Que va-t-il se passer ?

Tout le monde se pose la question de la suite.

. Sur le plan militaire, les unités qui se sont repliées en Biélorussie (35è et 36è Armées) et en Russie (41è Armée et vraisemblablement une partie de la 1è Armée de chars) ne vont pas être opérationnelles immédiatement, car elles sont usées et diminuées.
. Il n’empêche qu’une offensive venant de l’est destinée à conquérir l’ensemble du Donbass est au programme, le président Poutine l’a officiellement annoncé et, pour une fois, tout le monde est porté à le croire.
. Enfin, Marioupol pourrait tomber dans les jours qui viennent et l’objectif évident pour les Russes est de maintenir une liaison terrestre entre la Crimée et le Donbass.
. Par contre, l’offensive sur Odessa semble être passée au deuxième plan pour le moment.

. Ce n’est pas demain que le président Poutine et son entourage passeront devant une cour de justice internationale, ce qui ne signifie pas qu’il ne faille pas instruire le dossier en recueillant un maximum de preuves qui risquent de disparaître avec le temps.

. Sur le scène internationale, les Américains sont à la tête de la lutte contre Moscou.
S’ils sont satisfaits globalement de l’attitude européenne, celle des riches pays du Golfe persique leur pose question.

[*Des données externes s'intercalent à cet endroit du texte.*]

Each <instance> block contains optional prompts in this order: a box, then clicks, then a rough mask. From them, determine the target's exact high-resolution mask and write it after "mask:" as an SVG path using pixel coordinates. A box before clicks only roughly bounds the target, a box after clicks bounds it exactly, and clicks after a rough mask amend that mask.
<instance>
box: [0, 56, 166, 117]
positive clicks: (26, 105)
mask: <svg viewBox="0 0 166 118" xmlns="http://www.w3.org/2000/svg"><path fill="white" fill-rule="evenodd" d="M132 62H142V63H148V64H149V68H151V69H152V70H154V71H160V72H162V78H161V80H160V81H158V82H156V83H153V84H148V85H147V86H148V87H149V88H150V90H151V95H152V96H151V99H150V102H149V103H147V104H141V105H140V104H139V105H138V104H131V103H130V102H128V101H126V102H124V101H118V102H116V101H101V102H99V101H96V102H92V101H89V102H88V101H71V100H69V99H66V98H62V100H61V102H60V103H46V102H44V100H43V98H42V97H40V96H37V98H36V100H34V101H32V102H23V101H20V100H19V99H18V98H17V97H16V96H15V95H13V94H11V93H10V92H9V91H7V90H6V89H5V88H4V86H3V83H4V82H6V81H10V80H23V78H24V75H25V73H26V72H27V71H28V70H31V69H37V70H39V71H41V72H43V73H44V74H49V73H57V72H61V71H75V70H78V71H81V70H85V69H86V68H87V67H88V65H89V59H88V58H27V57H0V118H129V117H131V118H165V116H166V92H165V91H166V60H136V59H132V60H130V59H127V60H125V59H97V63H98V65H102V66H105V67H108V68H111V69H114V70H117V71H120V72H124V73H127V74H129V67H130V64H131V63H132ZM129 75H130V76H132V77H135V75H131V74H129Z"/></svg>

En dehors du fait que Mohammed Ben Salmane (MBS) fait payer sa mise au ban par les Occidentaux après l’assassinat en 2017 de l’opposant Jamal Khashoggi à Istanbul(1), les Émirats arabes unis (EAU) sont aussi très remontés contre les États-Unis. Ces pays sont ulcérés par l’attitude de Washington qui, pour eux, n’a plus les moyens de ses ambitions, mais qui tente de leur imposer sa loi.

Il est probable qu’il va se produire un certain nombre de retournements d’alliances dans les temps à venir. Ce qui se dessine, c’est :
. D’un côté l’Europe(2), le Canada, l’Australie, la Nouvelle Zélande, le Japon, Taiwan, la Corée du Sud (à confirmer) derrière les États-Unis ;
. de l’autre la Russie, la Chine (qui va maintenant négocier de nombreux accords en position de force, Moscou n’ayant plus vraiment le choix), l’Iran, le Venezuela, Cuba et à terme les pays du Golfe persique.
. Les autres choisiront en fonction de leurs intérêts directs. La stabilité de certains pays va être mise en grave danger en raison de l’augmentation exponentielle du prix des matières premières qui frappera de plein fouet les populations. Des émeutes de la faim ne sont pas à exclure.
. Il restera quelques électrons libres comme Israël et la Corée du Nord(3).

Le président Poutine a ouvert la boîte de Pandore en envahissant l’Ukraine. Les conséquences pour la planète entière ne sont pas aujourd’hui prévisibles en dehors du fait qu’elles vont être révolutionnaires, au sens propre comme au figuré du terme.

1. La Turquie vient de transférer ce dossier judiciaire explosif de l’assassinat à Riyad où il va être enterré. Cela prouve que le président turc s’est considérablement rapproché de l’Arabie saoudite comme il l’a déjà fait avec les EAU alors que ces royaumes étaient ses adversaires politico-religieux (Erdoğan défendant les Frères musulmans, ennemis de ces dynasties).
2. La plupart des pays européens vont se retrouver presque complètement dépendants économiquement des États-Unis avec comme première conséquence une importante augmentation des prix à la consommation. Les suites sociales ne sont pas mesurables pour l’instant.
3. Ces deux pays fondamentalement différents ont un seul point commun : si leur existence même est mise en danger, leurs dirigeants n’hésiteraient pas une seconde à déclencher le feu nucléaire.